What is the treatment for coryza?
There is no specific treatment against the viruses responsible for coryza. The first thing to do at home is to daily clean the crusts around the nose and eyes with a cotton pad soaked in warm water or saline solution. At the same time, a symptomatic treatment will be implemented by your veterinarian to relieve the cat. This treatment is adapted on a case-by-case basis, depending on the symptoms your cat presents. This often involves the prescription of anti-inflammatory drugs or aerosol therapy.
The main objective is to decongest the nose and moisten the secretions to improve comfort and, if necessary, help regain the cat’s appetite. Some veterinary clinics are equipped with special aerosol therapy devices to administer antibiotics or anti-inflammatory drugs through the nose. It is sometimes possible to rent them in some pharmacies. These devices can be difficult to use in less docile cats because they are noisy and therefore a source of stress. More simply, some inhalations can be done at home. This is less difficult than it sounds, as long as you have a large towel and a transport box that closes properly.
How do you get a cat to do inhalations?
- Place the cat in its transport basket. In front of the cage, place a bowl of very hot water into which you will have poured a few drops of active ingredient (this is often a decongestant product, some specialties of which are available in pharmacies). Then cover it with a large towel. Beware of the risk of burns! Make sure that the basket is well closed, and that it is placed on a stable surface. It is best to stay around to make sure that everything is going well.
- An inhalation session lasts on average 10 to 20 minutes. To obtain a convincing result, 2 to 3 daily sessions are necessary, for about 5 days. A good dose of patience…and a little trickery is required, because after 2 or 3 sessions, some cats refuse to go back in the basket.
- If necessary, your veterinarian may decide to prescribe antibiotics, to treat bacterial superinfections, or to prevent their occurrence. Finally, if your cat categorically refuses to eat, it may be necessary to hospitalize it. He will then receive a liquid food by tube and rehydration by infusion.
Depending on your cat’s symptoms and any complications that may be present, the treatment may be completed by other more targeted measures (administration of eye drops in case of eye damage, healing ointments if the nose is very damaged….).
In serious cases, interferon is sometimes proposed. This is a very expensive antiviral agent. To date, there is little data on its effectiveness.
What can I do to protect my cat?
Kittens are protected in the first weeks of life by antibodies transmitted by their mother. Thereafter, they become particularly susceptible to infections. This is why it is necessary to “take over” through vaccination.
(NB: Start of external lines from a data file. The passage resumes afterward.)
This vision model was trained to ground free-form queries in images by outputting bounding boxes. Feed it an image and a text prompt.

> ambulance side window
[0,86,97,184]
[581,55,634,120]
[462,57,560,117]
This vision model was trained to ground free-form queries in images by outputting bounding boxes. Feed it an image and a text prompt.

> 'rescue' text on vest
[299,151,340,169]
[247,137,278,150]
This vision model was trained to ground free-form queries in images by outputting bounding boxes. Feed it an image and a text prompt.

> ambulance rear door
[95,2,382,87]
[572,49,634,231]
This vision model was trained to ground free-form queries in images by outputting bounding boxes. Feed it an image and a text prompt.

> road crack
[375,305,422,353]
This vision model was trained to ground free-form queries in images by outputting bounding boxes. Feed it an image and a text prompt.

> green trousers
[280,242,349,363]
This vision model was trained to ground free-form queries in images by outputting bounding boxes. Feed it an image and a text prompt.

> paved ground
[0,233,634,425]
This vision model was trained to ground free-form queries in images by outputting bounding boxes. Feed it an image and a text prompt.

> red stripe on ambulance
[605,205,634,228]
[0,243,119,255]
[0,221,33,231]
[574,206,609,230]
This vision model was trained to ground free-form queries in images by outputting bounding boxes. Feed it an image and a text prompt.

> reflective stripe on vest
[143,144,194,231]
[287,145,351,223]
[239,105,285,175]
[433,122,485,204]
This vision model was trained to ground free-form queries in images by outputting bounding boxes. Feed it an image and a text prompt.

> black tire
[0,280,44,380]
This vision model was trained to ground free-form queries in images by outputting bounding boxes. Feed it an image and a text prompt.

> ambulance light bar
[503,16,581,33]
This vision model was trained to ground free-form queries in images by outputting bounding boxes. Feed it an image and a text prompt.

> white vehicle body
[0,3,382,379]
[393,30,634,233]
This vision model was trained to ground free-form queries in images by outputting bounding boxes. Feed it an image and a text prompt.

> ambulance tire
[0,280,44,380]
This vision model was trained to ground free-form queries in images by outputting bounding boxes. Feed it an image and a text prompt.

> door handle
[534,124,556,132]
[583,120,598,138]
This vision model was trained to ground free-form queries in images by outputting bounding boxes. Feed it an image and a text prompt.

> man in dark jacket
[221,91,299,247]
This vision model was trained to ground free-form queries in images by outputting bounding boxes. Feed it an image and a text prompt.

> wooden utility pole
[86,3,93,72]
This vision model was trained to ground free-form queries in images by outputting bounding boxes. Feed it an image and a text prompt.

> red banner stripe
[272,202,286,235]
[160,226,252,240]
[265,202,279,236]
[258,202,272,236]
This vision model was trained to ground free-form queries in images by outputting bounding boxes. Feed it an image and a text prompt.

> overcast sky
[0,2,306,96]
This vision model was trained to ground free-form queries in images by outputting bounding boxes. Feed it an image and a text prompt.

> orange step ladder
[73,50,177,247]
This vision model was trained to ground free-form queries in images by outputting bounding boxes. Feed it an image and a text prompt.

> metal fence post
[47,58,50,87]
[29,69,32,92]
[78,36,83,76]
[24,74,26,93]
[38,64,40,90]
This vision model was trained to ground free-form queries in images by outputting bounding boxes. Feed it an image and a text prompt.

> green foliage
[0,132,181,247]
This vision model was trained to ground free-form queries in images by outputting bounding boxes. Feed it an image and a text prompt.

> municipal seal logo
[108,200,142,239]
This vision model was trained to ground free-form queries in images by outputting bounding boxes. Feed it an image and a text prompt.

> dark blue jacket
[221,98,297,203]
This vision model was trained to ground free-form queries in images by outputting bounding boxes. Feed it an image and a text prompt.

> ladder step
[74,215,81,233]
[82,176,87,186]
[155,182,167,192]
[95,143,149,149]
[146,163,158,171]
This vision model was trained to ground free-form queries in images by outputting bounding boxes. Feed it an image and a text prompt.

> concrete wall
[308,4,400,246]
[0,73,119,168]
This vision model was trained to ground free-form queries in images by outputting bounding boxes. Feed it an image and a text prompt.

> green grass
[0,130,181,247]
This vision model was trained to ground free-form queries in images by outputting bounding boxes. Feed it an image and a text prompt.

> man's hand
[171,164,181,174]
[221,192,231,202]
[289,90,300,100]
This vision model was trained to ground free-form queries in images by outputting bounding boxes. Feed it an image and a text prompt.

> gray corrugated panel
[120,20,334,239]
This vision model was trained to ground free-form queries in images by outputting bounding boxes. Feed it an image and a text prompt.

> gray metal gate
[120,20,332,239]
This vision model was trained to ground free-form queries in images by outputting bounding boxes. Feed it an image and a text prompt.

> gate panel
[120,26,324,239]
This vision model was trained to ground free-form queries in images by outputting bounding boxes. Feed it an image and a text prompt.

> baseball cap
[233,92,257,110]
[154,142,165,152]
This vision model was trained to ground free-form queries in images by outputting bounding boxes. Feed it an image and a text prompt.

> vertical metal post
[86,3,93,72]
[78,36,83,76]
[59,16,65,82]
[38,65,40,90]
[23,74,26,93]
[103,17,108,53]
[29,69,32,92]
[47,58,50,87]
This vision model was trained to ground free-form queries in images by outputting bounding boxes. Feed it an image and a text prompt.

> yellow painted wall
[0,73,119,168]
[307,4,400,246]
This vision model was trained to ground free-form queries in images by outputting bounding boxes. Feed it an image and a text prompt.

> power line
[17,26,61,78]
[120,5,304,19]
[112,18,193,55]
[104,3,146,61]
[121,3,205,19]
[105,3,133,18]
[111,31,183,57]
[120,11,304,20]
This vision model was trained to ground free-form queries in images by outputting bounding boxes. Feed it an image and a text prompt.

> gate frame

Coryza vaccines currently on the market protect against Calicivirus, Herpesvirus, and sometimes also Chlamydophilosis. Beware, they are not intended to prevent the cat from becoming infected or to prevent the disease from occurring, but to reduce the severity of the symptoms. They will not prevent your pet from being a carrier of coryza, but it will be less sick, will heal faster, and will be less contaminating for its fellow cats. Vaccination is therefore recommended from the age of 8 weeks. In some cases, vaccination is possible from 6 weeks of age. The vaccination schedule may be different from one vaccine to another, but generally two to three injections are needed in the first year. After that, a booster shot should be given every year. Do not hesitate to ask your veterinarian for advice.